Good Idea ? This Is after my 3 byear old 316 had to be RMA-ed.
Usage will be daily (I plan to use cron to start it when my kid ...
- Mar 12, 2019
Hopchen wrote:
I take my NAS as a storage device only. It provides data to my devices and is an integral part of backing up and data safe-keeping. But that is it.
That's also been my approach for a couple of years now. I've deployed a Windows desktop PC as an application server, and that is where I run plex and other applications. I agree it's more scalable.
StephenB
Mar 04, 2019Guru - Experienced User
ovidiu wrote:
RN316 4 HDD (4TB each) in RAID 10 with 2 SSD in RAID 1 for Tiering?
Good Idea ? This Is after my 3 byear old 316 had to be RMA-ed.
Usage will be daily (I plan to use cron to start it when my kid comes home)
Short cartoons and cartoon shows, but majority 1080p (hence stroiooing for speed, and mirroring for some safety (short recovery time).
It's not a bad idea, but it is overkill for your application. Streaming requires good large-file (sequential) transfer speeds, it doesn't require fast random access.
Normal XRAID should be more than enough for 1080p streaming for home users. A single 1080p stream requires at most 8 MB/sec (full BlueRay), and most 1080p rips are in the 1-2 MB/sec range. XRAID/RAID-5 can deliver about 100 MB/s large file speeds on a gigabit network.
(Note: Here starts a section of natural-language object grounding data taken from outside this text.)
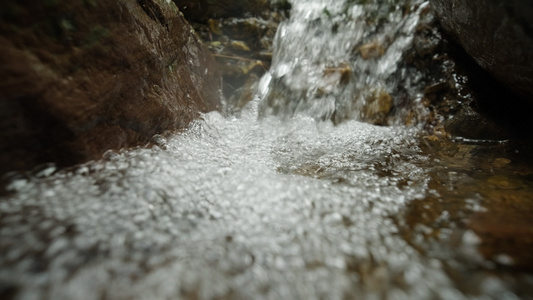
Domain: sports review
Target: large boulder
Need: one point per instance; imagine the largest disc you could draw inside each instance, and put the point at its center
(80, 77)
(498, 34)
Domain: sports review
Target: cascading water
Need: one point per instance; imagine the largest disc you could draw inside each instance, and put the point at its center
(240, 208)
(339, 60)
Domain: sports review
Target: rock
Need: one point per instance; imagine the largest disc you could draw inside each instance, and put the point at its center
(202, 10)
(82, 77)
(497, 34)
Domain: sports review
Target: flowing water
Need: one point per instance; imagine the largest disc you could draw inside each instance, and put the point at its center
(297, 197)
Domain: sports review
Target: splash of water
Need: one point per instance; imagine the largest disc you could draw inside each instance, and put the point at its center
(340, 60)
(240, 208)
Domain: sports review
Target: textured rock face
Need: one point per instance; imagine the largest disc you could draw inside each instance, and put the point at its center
(498, 34)
(81, 77)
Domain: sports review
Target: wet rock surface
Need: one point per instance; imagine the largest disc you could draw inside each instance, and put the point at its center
(240, 35)
(497, 34)
(433, 203)
(82, 77)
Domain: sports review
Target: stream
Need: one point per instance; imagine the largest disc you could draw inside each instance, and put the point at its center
(299, 195)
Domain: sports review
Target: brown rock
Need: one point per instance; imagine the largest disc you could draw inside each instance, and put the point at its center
(498, 34)
(82, 77)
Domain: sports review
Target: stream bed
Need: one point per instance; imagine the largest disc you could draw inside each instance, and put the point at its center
(298, 195)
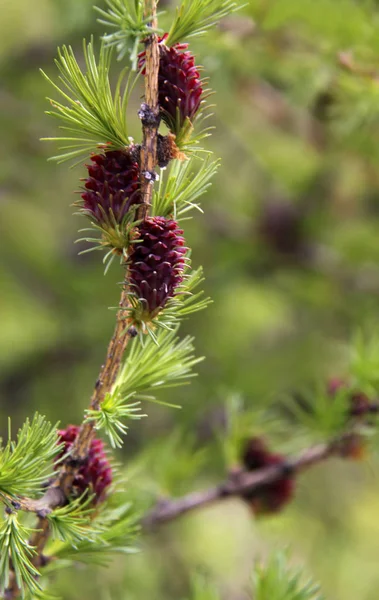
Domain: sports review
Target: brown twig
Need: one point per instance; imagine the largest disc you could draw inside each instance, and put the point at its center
(60, 488)
(243, 481)
(149, 113)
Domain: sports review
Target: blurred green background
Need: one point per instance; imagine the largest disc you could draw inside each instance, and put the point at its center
(289, 244)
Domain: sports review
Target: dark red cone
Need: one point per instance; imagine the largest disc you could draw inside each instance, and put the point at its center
(111, 187)
(157, 263)
(179, 84)
(95, 474)
(272, 497)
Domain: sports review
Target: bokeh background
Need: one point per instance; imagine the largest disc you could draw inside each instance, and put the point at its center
(289, 244)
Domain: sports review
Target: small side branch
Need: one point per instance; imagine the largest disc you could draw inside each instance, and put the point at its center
(242, 482)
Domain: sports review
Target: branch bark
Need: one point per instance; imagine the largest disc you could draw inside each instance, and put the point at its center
(243, 481)
(60, 489)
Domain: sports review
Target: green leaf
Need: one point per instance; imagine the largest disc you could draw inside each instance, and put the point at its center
(27, 464)
(274, 580)
(114, 530)
(201, 589)
(92, 114)
(126, 18)
(195, 17)
(183, 185)
(16, 550)
(72, 523)
(321, 415)
(149, 367)
(113, 411)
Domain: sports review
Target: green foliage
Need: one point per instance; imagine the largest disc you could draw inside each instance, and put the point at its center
(72, 523)
(127, 18)
(16, 550)
(92, 115)
(322, 415)
(113, 531)
(181, 187)
(364, 362)
(25, 465)
(164, 477)
(276, 581)
(195, 17)
(114, 409)
(185, 302)
(114, 237)
(149, 367)
(201, 589)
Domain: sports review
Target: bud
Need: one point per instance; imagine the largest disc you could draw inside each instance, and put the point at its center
(156, 264)
(272, 497)
(95, 473)
(111, 188)
(179, 85)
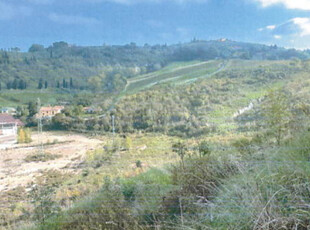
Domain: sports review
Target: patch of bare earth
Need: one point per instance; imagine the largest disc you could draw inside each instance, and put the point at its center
(70, 148)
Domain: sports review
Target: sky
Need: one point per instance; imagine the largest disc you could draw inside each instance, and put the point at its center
(116, 22)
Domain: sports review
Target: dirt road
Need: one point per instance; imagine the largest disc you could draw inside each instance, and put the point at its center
(71, 148)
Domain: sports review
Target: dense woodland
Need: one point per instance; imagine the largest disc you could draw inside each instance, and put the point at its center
(106, 67)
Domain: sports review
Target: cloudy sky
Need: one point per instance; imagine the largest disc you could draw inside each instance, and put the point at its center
(95, 22)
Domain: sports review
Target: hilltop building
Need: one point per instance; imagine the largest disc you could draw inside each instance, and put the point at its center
(8, 130)
(50, 111)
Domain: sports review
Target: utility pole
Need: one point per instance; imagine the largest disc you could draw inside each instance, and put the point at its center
(40, 143)
(113, 125)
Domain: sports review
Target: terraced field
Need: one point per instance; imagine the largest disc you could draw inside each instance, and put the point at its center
(179, 74)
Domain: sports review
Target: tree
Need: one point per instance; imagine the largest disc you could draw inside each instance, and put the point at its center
(71, 83)
(32, 108)
(28, 135)
(21, 138)
(40, 85)
(204, 149)
(36, 48)
(181, 149)
(277, 113)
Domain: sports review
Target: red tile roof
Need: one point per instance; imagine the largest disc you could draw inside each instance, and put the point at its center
(8, 119)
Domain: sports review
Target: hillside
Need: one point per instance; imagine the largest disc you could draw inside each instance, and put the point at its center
(203, 143)
(73, 67)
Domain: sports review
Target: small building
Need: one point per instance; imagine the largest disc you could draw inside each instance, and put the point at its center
(50, 111)
(8, 110)
(8, 130)
(92, 110)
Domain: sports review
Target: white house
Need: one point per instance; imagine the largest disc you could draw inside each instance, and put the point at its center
(8, 130)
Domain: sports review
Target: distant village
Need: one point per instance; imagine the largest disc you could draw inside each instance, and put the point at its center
(9, 124)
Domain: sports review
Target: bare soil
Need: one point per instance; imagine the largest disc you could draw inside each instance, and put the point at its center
(70, 148)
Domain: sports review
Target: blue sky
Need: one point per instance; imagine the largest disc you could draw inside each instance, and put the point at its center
(96, 22)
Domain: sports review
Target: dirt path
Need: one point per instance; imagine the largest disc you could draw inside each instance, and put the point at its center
(71, 148)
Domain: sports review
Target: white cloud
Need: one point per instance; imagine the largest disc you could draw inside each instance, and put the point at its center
(73, 20)
(154, 23)
(130, 2)
(295, 26)
(290, 4)
(271, 27)
(40, 2)
(303, 24)
(8, 11)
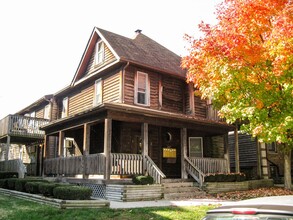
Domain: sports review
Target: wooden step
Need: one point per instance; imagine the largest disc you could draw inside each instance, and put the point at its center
(178, 185)
(176, 180)
(181, 189)
(184, 195)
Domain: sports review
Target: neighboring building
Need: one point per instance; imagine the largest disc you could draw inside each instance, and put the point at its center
(257, 160)
(129, 110)
(21, 138)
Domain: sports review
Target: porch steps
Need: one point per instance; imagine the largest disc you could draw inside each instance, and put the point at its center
(181, 189)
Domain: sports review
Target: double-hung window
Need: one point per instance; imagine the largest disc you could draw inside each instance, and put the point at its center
(195, 147)
(142, 90)
(98, 92)
(64, 112)
(100, 53)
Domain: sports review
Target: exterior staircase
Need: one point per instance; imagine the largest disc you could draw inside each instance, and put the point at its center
(177, 189)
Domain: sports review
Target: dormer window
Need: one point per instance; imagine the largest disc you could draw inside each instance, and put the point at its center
(100, 53)
(142, 91)
(98, 92)
(64, 112)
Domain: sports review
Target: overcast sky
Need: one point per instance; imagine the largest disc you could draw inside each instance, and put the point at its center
(42, 41)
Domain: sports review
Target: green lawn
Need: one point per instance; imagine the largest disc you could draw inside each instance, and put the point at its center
(18, 209)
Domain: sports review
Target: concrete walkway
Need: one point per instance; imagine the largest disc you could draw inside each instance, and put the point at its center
(164, 203)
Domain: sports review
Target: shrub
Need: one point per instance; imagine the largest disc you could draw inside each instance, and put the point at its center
(6, 175)
(47, 188)
(32, 187)
(143, 180)
(11, 183)
(20, 183)
(3, 183)
(72, 192)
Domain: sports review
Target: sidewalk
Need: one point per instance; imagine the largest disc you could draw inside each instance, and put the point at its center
(162, 203)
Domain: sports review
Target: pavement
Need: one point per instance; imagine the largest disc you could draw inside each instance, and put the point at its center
(164, 203)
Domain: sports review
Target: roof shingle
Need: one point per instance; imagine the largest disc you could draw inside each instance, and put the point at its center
(144, 51)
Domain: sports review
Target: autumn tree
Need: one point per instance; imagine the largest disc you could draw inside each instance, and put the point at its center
(244, 63)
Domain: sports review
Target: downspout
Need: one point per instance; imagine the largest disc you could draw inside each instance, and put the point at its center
(123, 82)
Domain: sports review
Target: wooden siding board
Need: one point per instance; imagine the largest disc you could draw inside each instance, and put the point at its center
(247, 150)
(172, 94)
(81, 100)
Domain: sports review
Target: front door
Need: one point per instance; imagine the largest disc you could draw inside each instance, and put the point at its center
(171, 152)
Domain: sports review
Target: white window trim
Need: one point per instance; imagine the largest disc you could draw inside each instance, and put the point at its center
(97, 53)
(201, 142)
(65, 112)
(100, 101)
(147, 89)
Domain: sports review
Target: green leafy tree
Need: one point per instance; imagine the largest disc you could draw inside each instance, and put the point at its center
(244, 63)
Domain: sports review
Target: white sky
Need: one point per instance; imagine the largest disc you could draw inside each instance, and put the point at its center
(42, 41)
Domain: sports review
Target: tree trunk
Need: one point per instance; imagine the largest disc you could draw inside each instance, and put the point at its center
(287, 169)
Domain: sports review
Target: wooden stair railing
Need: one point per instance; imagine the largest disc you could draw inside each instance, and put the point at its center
(77, 149)
(194, 171)
(153, 170)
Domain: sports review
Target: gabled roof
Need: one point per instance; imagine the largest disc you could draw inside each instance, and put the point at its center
(140, 50)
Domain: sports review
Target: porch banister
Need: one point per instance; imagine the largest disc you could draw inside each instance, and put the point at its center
(153, 170)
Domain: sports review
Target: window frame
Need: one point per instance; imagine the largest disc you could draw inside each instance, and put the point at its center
(99, 53)
(147, 89)
(98, 101)
(189, 146)
(272, 147)
(64, 111)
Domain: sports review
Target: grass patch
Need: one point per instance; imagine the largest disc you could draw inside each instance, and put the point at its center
(15, 209)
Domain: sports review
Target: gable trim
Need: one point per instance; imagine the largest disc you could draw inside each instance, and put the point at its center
(88, 51)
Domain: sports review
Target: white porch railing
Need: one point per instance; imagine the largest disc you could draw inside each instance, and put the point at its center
(126, 164)
(70, 166)
(18, 125)
(13, 166)
(210, 165)
(121, 164)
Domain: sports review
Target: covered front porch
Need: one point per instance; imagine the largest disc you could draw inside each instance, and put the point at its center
(126, 165)
(113, 142)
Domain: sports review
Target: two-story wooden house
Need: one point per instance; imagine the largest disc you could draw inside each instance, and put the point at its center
(129, 110)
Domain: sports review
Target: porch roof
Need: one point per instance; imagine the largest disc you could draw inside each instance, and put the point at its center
(130, 113)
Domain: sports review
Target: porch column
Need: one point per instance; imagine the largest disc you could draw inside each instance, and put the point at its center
(145, 137)
(7, 148)
(61, 144)
(86, 147)
(227, 152)
(183, 152)
(43, 151)
(107, 147)
(237, 164)
(264, 161)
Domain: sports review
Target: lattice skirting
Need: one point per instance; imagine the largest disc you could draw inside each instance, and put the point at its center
(99, 190)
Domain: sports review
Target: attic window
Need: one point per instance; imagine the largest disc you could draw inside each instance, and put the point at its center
(142, 90)
(100, 53)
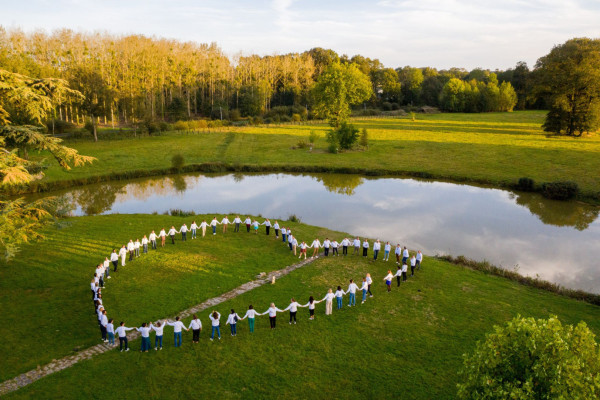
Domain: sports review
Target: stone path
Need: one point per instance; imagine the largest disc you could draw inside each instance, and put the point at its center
(66, 362)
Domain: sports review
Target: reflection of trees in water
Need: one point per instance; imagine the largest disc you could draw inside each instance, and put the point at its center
(340, 183)
(559, 213)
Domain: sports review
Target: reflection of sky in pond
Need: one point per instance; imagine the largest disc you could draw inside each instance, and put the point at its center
(435, 217)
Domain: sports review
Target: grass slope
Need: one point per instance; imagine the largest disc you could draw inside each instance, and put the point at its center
(496, 148)
(407, 343)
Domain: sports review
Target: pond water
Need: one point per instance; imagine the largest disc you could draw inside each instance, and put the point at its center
(559, 241)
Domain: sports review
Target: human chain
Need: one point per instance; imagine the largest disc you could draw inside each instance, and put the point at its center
(102, 273)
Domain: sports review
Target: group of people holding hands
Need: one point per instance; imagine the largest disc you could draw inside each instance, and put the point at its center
(102, 273)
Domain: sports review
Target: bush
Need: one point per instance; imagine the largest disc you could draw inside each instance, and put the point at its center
(560, 190)
(526, 184)
(533, 359)
(177, 161)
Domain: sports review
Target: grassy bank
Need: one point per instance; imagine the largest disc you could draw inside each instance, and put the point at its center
(495, 148)
(409, 341)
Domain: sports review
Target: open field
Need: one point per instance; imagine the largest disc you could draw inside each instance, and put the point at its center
(494, 148)
(409, 341)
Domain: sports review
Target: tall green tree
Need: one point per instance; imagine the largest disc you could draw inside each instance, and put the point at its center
(569, 77)
(338, 88)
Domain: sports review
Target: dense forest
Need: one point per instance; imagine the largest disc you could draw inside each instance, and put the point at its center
(131, 78)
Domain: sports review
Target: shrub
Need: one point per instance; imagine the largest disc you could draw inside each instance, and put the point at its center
(533, 359)
(177, 161)
(526, 184)
(560, 190)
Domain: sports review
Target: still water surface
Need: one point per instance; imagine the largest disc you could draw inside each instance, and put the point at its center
(559, 241)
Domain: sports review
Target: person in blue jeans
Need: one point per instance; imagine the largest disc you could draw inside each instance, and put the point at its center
(215, 322)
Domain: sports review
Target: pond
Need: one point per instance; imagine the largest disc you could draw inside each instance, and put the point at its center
(559, 241)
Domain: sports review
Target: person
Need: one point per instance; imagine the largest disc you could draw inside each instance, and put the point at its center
(145, 244)
(326, 246)
(328, 302)
(123, 254)
(215, 322)
(413, 264)
(364, 288)
(196, 327)
(177, 327)
(152, 238)
(137, 246)
(122, 333)
(293, 309)
(369, 282)
(194, 228)
(356, 244)
(376, 248)
(232, 320)
(158, 328)
(110, 331)
(183, 231)
(251, 315)
(272, 311)
(386, 251)
(388, 280)
(225, 221)
(145, 330)
(267, 225)
(365, 247)
(352, 287)
(339, 296)
(237, 221)
(131, 249)
(163, 236)
(172, 233)
(419, 259)
(114, 258)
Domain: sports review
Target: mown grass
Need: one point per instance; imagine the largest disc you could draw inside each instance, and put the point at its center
(494, 148)
(407, 343)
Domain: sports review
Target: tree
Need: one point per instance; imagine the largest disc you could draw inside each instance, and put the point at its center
(533, 359)
(569, 78)
(339, 87)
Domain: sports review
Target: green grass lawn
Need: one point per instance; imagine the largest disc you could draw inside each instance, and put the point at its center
(408, 343)
(496, 148)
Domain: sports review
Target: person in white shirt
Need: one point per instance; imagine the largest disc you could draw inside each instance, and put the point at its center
(196, 327)
(376, 248)
(232, 320)
(352, 288)
(237, 221)
(293, 309)
(123, 254)
(183, 231)
(251, 315)
(145, 330)
(328, 302)
(122, 333)
(172, 233)
(145, 244)
(272, 311)
(386, 251)
(356, 244)
(214, 224)
(339, 296)
(158, 328)
(225, 221)
(215, 322)
(152, 238)
(177, 327)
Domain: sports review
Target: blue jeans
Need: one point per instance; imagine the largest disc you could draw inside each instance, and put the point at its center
(215, 329)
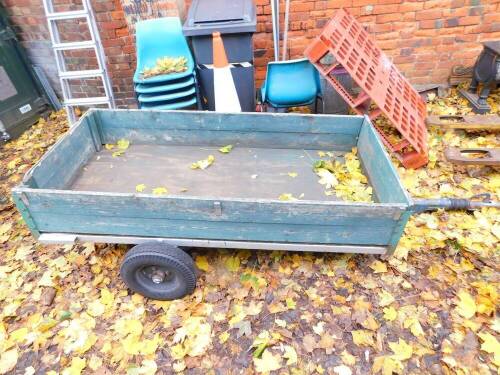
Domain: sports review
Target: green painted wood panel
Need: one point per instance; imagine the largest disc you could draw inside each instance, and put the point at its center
(321, 234)
(216, 129)
(145, 206)
(244, 122)
(378, 167)
(59, 166)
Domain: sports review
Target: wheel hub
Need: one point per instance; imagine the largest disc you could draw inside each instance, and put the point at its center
(156, 275)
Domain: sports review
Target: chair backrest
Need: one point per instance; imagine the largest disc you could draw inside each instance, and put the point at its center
(292, 72)
(159, 38)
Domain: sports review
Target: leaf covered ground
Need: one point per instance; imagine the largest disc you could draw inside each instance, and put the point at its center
(431, 308)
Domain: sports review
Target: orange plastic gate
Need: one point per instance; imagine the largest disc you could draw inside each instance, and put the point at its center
(353, 49)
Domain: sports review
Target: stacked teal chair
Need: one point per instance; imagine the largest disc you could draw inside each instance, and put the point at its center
(155, 39)
(292, 83)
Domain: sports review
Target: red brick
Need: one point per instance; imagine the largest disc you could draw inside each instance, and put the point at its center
(470, 20)
(429, 14)
(384, 18)
(410, 6)
(384, 9)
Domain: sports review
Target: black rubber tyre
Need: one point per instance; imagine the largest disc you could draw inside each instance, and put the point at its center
(172, 270)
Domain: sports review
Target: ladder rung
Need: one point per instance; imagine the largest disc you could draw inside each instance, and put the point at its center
(87, 101)
(74, 45)
(80, 74)
(66, 15)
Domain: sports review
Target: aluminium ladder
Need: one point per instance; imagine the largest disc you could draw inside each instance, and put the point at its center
(64, 74)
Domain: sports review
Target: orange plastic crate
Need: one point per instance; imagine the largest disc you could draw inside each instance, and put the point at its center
(353, 49)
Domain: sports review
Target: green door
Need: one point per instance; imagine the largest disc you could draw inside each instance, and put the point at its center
(21, 98)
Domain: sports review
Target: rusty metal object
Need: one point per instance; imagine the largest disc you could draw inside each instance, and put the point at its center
(486, 74)
(347, 41)
(473, 156)
(469, 122)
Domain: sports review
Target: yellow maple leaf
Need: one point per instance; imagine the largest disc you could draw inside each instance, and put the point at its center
(19, 335)
(386, 365)
(95, 362)
(490, 345)
(290, 354)
(8, 361)
(267, 363)
(348, 358)
(466, 305)
(202, 263)
(402, 351)
(226, 149)
(160, 191)
(385, 298)
(378, 267)
(414, 326)
(76, 367)
(287, 197)
(203, 164)
(223, 337)
(232, 263)
(390, 313)
(362, 337)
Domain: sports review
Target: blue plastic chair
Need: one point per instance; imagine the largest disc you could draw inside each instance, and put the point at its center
(292, 83)
(173, 96)
(184, 83)
(158, 38)
(186, 102)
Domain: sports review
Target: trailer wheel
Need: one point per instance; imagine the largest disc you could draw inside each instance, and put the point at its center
(159, 271)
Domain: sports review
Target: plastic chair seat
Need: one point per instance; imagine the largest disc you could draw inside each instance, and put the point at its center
(291, 83)
(143, 98)
(156, 38)
(170, 105)
(143, 88)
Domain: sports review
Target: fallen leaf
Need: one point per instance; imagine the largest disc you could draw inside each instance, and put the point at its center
(203, 164)
(287, 197)
(348, 358)
(362, 337)
(466, 305)
(267, 363)
(290, 354)
(378, 267)
(8, 361)
(342, 370)
(202, 263)
(160, 191)
(232, 263)
(390, 313)
(76, 367)
(385, 298)
(402, 351)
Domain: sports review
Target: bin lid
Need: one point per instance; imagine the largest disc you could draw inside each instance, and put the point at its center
(225, 16)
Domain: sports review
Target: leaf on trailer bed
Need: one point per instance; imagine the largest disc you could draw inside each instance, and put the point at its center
(160, 191)
(203, 164)
(226, 149)
(140, 188)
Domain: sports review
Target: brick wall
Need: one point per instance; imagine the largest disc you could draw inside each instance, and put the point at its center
(30, 26)
(424, 38)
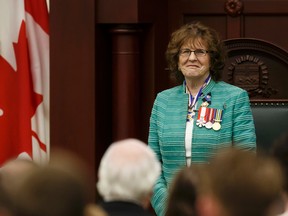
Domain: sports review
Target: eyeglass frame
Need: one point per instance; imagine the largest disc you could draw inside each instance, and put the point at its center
(204, 52)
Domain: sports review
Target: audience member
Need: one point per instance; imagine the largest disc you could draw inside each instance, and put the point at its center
(280, 152)
(127, 174)
(183, 192)
(56, 189)
(12, 173)
(241, 183)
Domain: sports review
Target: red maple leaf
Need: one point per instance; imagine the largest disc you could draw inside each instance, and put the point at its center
(18, 102)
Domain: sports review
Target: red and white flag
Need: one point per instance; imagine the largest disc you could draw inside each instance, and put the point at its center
(24, 80)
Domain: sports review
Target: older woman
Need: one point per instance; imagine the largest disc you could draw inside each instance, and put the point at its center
(191, 121)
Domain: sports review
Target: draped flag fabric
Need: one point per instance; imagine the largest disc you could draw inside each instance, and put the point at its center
(24, 80)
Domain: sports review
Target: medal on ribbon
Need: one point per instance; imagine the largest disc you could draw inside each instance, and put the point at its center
(210, 118)
(217, 119)
(201, 120)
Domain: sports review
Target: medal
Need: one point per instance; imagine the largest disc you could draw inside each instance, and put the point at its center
(201, 117)
(217, 119)
(210, 115)
(216, 126)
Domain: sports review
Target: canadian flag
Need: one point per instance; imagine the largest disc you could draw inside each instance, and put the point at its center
(24, 80)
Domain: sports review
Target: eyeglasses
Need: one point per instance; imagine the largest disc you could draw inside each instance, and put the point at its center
(185, 53)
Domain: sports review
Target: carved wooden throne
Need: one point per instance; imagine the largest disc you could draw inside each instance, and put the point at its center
(262, 69)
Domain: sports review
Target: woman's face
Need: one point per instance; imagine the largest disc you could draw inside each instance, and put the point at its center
(194, 60)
Were you having streaming issues before? Are you streaming with Plex? If not, what are you using?
ovidiu wrote:
Am I OK with just one SSD for tiering (What happens if the SSD dies, will the data on HDD still be available? And use 6th slot for hot spare for the Hdd's Raid 10?
Tiering isn't caching - my understanding is that the folder and file descriptors (e.g. the metadata) are only saved in the SSD RAID group. So you should assume that the full file system will be lost when the SSD fails.
If you have a backup plan in place (as you should of course), then you could risk using one SSD. But normally you should have two.
Also, since the two SSDs are mirrored, they will both reach their write limit at about the same time. At some point you probably will want to stagger them (for instance, replacing one SSD about half way through it's useful life).
ovidiu wrote:
(I plan to use cron to start it when my kid comes home)
Just use the power schedule built into the web ui.